Warto przy tym dodać, że wspomniane liczby nie są kompletne. Mogłyby być wyższe, gdyby dostępne były systematycznie zbierane dane na temat strat w podsektorach rybołówstwa, akwakultury i leśnictwa. A nie są. FAO tłumaczy, że koniecznie trzeba to zmienić, bo bez posiadania kompletnych danych trudno podejmować najlepsze możliwe decyzje.

Kobiety bardziej narażone

Organizacja zwraca przy tym uwagę, że kobiety są bardziej narażone niż mężczyźni.

- Dzieje się tak z powodu ograniczeń, z którymi mierzą się kobiety w dostępie do informacji, instrumentów finansowych czy zasobów, jakich potrzebują, aby przygotować się na katastrofę, odpowiedzieć na nią lub się po niej odbudować - tłumaczy Zehra Zaidi, jedna z autorek raportu.

Przykład? Po powodziach w Pakistanie, gdzie kobiety stanowią 70% pracowników rolnych, mężczyźni mieli o wiele łatwiej w znalezieniu innej pracy.

Największe straty w zbożach

Z raportu wynika, że największe straty obejmują zboża. W ciągu ostatnich trzech dekad wyniosły one średnio 69 milionów ton rocznie, co odpowiada całej produkcji zbóż we Francji w 2021 r.

Następne na liście są uprawy owoców i warzyw oraz roślin cukrowych – w każdym przypadku straty zbliżone są do średniej 40 milionów ton na rok. W przypadku owoców i warzyw wynosiły one tyle, ile wynosi ich roczna produkcja w Japonii i Wietnamie.

Kategoria "mięso, przetwory mleczne i jaja" to z kolei średnie straty na poziomie 16 milionów ton rocznie, co odpowiada rocznej produkcji tej żywności w Meksyku i Indiach.

Katastrof coraz więcej

Co ważne, globalna liczba katastrof wzrosła ze 100 rocznie w latach 70. XX w. do około 400 rocznie w ciągu ostatnich 20 lat.

"Częstotliwość, intensywność i złożoność klęsk żywiołowych nie tylko wzrastają, ale oczekuje się, że ich skutki będą się nasilać, ponieważ katastrofy spowodowane klimatem pogłębiają istniejące zagrożenia społeczne i ekologiczne" – wyjaśnia organizacja.

I przestrzega, że efektem tego mogą być kaskadowe skutki w wielu systemach i sektorach.
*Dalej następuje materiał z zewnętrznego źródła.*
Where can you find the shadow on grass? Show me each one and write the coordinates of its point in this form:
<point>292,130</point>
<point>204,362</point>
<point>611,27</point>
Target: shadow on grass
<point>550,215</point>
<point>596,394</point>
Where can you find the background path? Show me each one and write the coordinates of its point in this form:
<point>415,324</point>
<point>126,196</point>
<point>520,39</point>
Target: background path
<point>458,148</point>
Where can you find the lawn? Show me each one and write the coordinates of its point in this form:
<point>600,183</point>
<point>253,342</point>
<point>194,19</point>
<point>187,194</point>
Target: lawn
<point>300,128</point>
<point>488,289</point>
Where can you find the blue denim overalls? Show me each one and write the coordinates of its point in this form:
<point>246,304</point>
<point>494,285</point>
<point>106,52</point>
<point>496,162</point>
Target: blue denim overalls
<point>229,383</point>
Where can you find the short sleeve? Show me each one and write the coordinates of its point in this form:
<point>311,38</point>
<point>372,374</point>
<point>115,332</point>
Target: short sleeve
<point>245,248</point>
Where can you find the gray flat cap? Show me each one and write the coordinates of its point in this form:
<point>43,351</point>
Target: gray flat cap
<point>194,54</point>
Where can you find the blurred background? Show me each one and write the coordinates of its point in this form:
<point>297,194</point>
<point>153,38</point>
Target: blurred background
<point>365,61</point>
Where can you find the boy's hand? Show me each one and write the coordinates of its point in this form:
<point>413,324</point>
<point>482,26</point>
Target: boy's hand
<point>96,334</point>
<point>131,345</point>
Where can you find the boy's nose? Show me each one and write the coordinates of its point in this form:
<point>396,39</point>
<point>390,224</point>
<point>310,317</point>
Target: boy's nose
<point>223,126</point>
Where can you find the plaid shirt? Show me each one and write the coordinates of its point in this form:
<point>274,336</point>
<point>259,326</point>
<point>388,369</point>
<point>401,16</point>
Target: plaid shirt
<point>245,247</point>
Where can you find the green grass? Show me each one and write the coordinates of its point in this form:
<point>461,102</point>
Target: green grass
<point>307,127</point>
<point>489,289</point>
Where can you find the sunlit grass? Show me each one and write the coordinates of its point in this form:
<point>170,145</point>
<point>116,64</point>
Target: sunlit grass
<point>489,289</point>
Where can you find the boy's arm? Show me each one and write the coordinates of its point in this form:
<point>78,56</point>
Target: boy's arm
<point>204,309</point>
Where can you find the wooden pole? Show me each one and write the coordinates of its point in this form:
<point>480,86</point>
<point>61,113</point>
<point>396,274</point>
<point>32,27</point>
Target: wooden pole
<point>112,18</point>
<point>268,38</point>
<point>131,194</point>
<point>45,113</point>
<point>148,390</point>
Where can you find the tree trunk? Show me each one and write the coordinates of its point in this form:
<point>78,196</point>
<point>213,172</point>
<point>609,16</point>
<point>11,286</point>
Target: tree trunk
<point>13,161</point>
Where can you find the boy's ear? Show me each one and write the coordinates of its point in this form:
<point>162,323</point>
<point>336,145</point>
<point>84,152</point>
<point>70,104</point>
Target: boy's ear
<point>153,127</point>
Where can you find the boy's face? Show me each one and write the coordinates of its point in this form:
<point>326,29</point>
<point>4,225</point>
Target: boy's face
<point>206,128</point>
W skrajnych przypadkach katastrofy skutkują wysiedleniami i migracją ludności wiejskiej. Masowe powodzie wywołane nietypowymi deszczami monsunowymi w Pakistanie są przykładem tego, jak połączenie powolnych i nagłych zagrożeń spowodowało przesiedlenia. To z kolei odbiło się negatywnie na systemach rolno-spożywczych i zwiększyło ryzyko głodu.

- Pod pewnymi względami katastrofy stanowią wierzchołek góry lodowej. Istnieją głębsze wyzwania i słabości stworzone przez warunki społeczne i środowiskowe, które generują katastrofalne wyniki i wywołują kaskadowe efekty w systemach rolno-spożywczych. Ubóstwo, nierówny dostęp do zasobów i struktura zarządzania odgrywają kluczową rolę w określaniu skutków katastrof i kryzysów – zaznacza QU Dongyu.

Informacja i przygotowanie

W raporcie wskazano też trzy kluczowe priorytety działań. To:

  • poprawa zbierania danych i informacji na temat wpływu katastrof na wszystkie podsektory rolnictwa,
  • wielosektorowe podejście do ograniczania ryzyka na wszystkich poziomach,
  • oraz zwiększanie inwestycji w odporność, dzięki czemu rolnicy będą lepiej przygotowani na potencjalne katastrofy.

Co to oznacza w praktyce? Na przykład stosowanie różnych odmian roślin i różnych metod przygotowania gleby, a także tworzenie i ulepszanie systemów ostrzegania.

Kiedy szarańcza zaatakowała region Rogu Afryki (północno-wschodnia część kontynentu) w 2020 i 2021 r., wczesne ostrzeganie zapewniło czas niezbędny do odpowiedniego przygotowania 2,3 miliona hektarów ziemi w regionie i pobliskim Jemenie. Według szacunków FAO pozwoliło to zaoszczędzić około 1,77 miliarda dolarów na stratach w produkcji zbóż i nabiału.

"Co więcej, było to niezwykle opłacalne, ponieważ każdy dolar zainwestowany w środki zapobiegawcze skutkował 15 dolarami unikniętych strat" – odnotowuje AFP.